Faster Rcnn 代码解读之 anchor_target_layer.py

# --------------------------------------------------------
# Faster R-CNN
# Copyright (c) 2015 Microsoft
# Licensed under The MIT License [see LICENSE for details]
# Written by Ross Girshick and Xinlei Chen
# --------------------------------------------------------
from __future__ import absolute_import
from __future__ import division
from __future__ import print_function

import os
from model.config import cfg
import numpy as np
import numpy.random as npr
from utils.cython_bbox import bbox_overlaps
from model.bbox_transform import bbox_transform

'''
anchor_target_layer主要针对RPN的输出进行处理，
对RPN的输出结果加工，对anchor打上标签，
然后通过与Gt的比对，计算出与真实框的偏差
'''


def anchor_target_layer(rpn_cls_score, gt_boxes, im_info, _feat_stride, all_anchors, num_anchors):
    """Same as the anchor target layer in original Fast/er RCNN """
    A = num_anchors  # 我的理解：单通道anchor的数量
    total_anchors = all_anchors.shape[0]  # 我的理解：多通道anchor的数量，也就是说所有的框
    K = total_anchors / num_anchors  #

    # allow boxes to sit over the edge by a small amount
    # _allowed_border代表框是否允许贴近image的边缘，0代表不允许
    _allowed_border = 0

    # map of shape (..., H, W)
    # 输出rpn_cls_score的height和width
    height, width = rpn_cls_score.shape[1:3]

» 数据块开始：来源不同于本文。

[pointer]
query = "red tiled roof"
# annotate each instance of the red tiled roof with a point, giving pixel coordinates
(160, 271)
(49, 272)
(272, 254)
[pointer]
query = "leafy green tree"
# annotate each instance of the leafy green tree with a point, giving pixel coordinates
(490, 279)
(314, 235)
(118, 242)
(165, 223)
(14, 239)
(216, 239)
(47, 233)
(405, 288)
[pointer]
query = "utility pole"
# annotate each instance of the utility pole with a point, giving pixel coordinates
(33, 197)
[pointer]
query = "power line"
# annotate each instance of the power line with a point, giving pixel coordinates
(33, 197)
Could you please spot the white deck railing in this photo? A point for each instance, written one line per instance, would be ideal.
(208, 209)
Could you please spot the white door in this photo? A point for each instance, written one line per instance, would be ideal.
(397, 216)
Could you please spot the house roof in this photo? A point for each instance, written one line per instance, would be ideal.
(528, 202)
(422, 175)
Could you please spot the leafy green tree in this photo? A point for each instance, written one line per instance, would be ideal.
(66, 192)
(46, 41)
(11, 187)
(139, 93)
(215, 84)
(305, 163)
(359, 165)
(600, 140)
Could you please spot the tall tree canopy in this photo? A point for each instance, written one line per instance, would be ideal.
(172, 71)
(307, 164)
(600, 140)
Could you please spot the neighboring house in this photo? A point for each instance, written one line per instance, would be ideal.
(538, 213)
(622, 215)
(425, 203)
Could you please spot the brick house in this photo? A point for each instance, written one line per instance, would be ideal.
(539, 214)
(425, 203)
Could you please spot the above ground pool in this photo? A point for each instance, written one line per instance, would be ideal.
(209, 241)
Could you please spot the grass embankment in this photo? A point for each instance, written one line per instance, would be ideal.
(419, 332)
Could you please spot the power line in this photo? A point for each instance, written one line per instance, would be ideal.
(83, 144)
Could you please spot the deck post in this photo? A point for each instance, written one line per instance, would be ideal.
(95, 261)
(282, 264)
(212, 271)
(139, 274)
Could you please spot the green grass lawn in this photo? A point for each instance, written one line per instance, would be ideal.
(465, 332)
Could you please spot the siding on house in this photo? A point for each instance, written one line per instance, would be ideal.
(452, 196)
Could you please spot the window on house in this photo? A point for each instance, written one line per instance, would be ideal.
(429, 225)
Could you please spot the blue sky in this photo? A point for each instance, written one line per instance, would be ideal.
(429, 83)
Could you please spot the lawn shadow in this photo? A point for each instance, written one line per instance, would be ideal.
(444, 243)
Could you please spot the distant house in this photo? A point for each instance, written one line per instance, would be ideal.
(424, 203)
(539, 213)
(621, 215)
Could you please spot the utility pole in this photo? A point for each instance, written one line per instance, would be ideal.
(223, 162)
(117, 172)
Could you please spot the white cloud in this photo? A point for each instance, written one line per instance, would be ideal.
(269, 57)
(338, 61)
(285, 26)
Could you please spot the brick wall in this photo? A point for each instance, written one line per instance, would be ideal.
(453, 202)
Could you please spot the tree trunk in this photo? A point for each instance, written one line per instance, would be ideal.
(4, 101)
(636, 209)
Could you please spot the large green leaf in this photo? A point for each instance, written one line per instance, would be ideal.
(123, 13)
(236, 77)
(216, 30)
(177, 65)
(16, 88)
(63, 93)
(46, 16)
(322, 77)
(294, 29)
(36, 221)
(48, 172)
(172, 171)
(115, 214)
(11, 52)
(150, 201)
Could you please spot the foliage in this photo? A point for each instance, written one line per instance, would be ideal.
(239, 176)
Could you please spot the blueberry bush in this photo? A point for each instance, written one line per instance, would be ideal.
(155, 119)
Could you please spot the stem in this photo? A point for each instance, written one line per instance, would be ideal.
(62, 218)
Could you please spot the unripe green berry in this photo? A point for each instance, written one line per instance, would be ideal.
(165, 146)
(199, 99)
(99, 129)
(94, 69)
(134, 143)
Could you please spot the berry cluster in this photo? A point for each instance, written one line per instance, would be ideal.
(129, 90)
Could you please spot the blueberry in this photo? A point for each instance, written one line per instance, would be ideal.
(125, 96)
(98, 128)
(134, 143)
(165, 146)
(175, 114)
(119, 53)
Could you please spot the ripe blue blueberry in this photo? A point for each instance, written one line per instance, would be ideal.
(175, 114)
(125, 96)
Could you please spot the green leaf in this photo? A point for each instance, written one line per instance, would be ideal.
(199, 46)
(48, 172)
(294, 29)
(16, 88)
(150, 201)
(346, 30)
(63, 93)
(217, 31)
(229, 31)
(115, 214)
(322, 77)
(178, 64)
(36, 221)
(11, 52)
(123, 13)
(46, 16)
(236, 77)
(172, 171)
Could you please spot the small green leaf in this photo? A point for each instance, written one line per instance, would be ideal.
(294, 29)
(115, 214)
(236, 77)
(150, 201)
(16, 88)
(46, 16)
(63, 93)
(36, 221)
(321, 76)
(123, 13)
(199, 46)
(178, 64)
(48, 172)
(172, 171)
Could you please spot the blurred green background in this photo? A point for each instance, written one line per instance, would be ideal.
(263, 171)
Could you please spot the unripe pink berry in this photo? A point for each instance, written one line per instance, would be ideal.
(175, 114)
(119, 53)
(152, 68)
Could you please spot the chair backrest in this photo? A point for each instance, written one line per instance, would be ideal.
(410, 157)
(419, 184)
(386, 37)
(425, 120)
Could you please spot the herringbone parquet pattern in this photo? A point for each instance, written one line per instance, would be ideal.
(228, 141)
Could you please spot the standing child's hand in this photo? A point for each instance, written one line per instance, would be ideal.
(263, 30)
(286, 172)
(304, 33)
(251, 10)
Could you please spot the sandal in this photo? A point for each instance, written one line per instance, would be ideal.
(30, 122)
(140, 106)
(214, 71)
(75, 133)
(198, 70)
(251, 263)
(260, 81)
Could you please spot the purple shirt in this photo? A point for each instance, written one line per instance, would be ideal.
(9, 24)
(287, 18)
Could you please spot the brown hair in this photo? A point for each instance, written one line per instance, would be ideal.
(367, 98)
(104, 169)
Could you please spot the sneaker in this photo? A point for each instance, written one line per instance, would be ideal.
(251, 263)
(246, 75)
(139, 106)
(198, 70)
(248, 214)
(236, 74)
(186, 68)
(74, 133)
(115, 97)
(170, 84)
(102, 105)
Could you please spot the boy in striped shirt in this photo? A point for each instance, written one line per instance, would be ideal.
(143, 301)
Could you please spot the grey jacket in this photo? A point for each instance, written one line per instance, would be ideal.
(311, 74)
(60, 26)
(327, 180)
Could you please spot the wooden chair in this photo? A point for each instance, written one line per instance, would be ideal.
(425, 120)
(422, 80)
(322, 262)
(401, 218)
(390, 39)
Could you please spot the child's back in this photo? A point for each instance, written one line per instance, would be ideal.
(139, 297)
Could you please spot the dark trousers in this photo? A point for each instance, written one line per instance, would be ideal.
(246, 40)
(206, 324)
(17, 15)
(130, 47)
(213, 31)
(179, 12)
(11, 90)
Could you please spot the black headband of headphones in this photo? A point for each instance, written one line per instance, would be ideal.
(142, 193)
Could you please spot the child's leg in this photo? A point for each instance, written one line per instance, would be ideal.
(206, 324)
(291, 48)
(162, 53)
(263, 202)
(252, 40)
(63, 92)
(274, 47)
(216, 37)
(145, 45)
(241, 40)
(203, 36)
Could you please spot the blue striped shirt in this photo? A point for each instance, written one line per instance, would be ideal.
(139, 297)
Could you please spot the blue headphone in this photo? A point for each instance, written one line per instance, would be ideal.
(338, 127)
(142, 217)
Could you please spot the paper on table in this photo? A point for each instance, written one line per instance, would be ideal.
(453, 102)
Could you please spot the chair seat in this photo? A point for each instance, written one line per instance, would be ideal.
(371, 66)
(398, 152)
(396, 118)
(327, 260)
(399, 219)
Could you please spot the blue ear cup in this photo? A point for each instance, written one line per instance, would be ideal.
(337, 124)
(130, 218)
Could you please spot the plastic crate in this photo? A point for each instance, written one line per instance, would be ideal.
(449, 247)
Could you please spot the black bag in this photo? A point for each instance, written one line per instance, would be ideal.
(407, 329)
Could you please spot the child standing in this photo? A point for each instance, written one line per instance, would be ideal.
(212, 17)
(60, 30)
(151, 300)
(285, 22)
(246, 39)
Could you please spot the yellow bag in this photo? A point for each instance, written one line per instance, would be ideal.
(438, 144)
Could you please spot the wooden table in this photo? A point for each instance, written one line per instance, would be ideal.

    # only keep anchors inside the image
    # 只保留在img范围内的box，过滤掉越界的
    inds_inside = np.where(
        (all_anchors[:, 0] >= -_allowed_border) &  # 假如_allowed_border=100，说明x>=-100，也就是允许x为负，也就是说明x在边界外面了，0自然就不允许
        (all_anchors[:, 1] >= -_allowed_border) &  # 同理
        (all_anchors[:, 2] < im_info[1] + _allowed_border) &  # width
        (all_anchors[:, 3] < im_info[0] + _allowed_border)  # height
    )[0]  # 这样看all_anchors的存储方式是[x,y,w,h]

    # keep only inside anchors
    # 只保留限定的anchors，例如_allowed_border=0，只保留在图像内的框
    anchors = all_anchors[inds_inside, :]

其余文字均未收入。